Tuesday, 13 December 2011

Database Growth

I have collects some facts related to Database growth and how it occurs. I think it will be iterated to know these facts.

SQL Server version 7.0 and later support growing database and log files automatically. Although this option is convenient and reduces the workload of the database administrators, growing database files can impose considerable overhead on the database server and thereby degrade performance. SQL Server 2000 and 2005 configure auto-grow options differently. With SQL Server 2000, each file you create is configured to grow without the upper size limit by 10% of its current size each time it needs to grow. For small to medium size databases, this setting works fine. However, what happens when the database file grows to be 150GB? Next time it needs to grow SQL Server will have to allocate 15GB of storage. This will be a very time and resource intensive operation and could bring your server to its knees.

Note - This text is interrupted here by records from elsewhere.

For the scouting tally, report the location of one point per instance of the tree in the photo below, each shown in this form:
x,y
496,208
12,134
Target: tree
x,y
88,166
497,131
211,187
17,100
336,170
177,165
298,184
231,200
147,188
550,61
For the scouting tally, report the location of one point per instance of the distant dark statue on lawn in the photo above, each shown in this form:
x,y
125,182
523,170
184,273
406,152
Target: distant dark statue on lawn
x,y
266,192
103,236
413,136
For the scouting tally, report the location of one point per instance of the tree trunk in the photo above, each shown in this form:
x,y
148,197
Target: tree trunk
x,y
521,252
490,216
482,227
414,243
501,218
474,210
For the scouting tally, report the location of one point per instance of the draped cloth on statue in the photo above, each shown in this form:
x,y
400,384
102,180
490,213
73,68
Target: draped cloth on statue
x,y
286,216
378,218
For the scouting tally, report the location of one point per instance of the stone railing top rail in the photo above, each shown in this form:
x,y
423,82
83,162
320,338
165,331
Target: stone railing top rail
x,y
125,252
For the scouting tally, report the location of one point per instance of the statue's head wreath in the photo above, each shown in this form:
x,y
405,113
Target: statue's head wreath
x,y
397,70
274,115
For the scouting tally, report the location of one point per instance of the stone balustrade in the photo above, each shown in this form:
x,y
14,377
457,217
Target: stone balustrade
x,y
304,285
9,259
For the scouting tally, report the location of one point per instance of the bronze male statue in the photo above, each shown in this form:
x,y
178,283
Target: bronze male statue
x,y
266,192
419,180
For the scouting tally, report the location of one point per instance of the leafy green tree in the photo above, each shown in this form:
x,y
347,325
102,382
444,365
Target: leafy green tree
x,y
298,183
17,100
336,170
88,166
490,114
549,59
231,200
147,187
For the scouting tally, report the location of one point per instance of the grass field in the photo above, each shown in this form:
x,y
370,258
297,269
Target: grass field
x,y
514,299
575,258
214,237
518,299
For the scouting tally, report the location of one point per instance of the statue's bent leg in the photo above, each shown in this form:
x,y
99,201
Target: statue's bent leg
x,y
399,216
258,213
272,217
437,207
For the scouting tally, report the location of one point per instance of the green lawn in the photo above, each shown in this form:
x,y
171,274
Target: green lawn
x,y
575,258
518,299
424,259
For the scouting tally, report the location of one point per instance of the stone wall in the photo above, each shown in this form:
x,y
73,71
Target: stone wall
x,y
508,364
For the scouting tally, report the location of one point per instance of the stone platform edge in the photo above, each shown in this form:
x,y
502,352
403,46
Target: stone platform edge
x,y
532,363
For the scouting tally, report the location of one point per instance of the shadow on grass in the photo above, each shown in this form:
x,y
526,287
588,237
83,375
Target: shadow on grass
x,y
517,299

Also note that since the file is configured to grow automatically without the upper limit, it can fill up the entire drive (or drive array) where it resides. This might be disastrous if the database is completely full and no transactions can be committed. You'll encounter unplanned downtime until you create additional data files. 

With SQL Server 2005 each newly created file is automatically configured to grow by 1MB each time it needs to grow without an upper limit. This configuration is safer for large scale applications; however, if you're truly serious about performance, never let your database files grow automatically. Instead, estimate the growth potential for your data files before deploying the application in the production environment. Create the initial database files with plenty of free space. Then, monitor the available space regularly and either add new files or grow existing files manually during minimal user activity. If you must configure database files to grow automatically, be sure to allow plenty of room for growth for each file. If you expect your database to grow to 100GB, start with an 80GB file and then configure the file to grow by 500MB at a time. It is also important to configure the upper limit for each file so your drives don't fill up. 

Note that if you have multiple files in the file-group, the files grow automatically only after all files are full. For example, let's say you have files A, B, C, and D in your SECONDARY file-group. Each file is configured to grow by 100MB automatically and initially each file is 500MB. As data is added to this file group the files will be populated in round-robin fashion. Even if file A fills up it will not grow until files B, C and D are also full.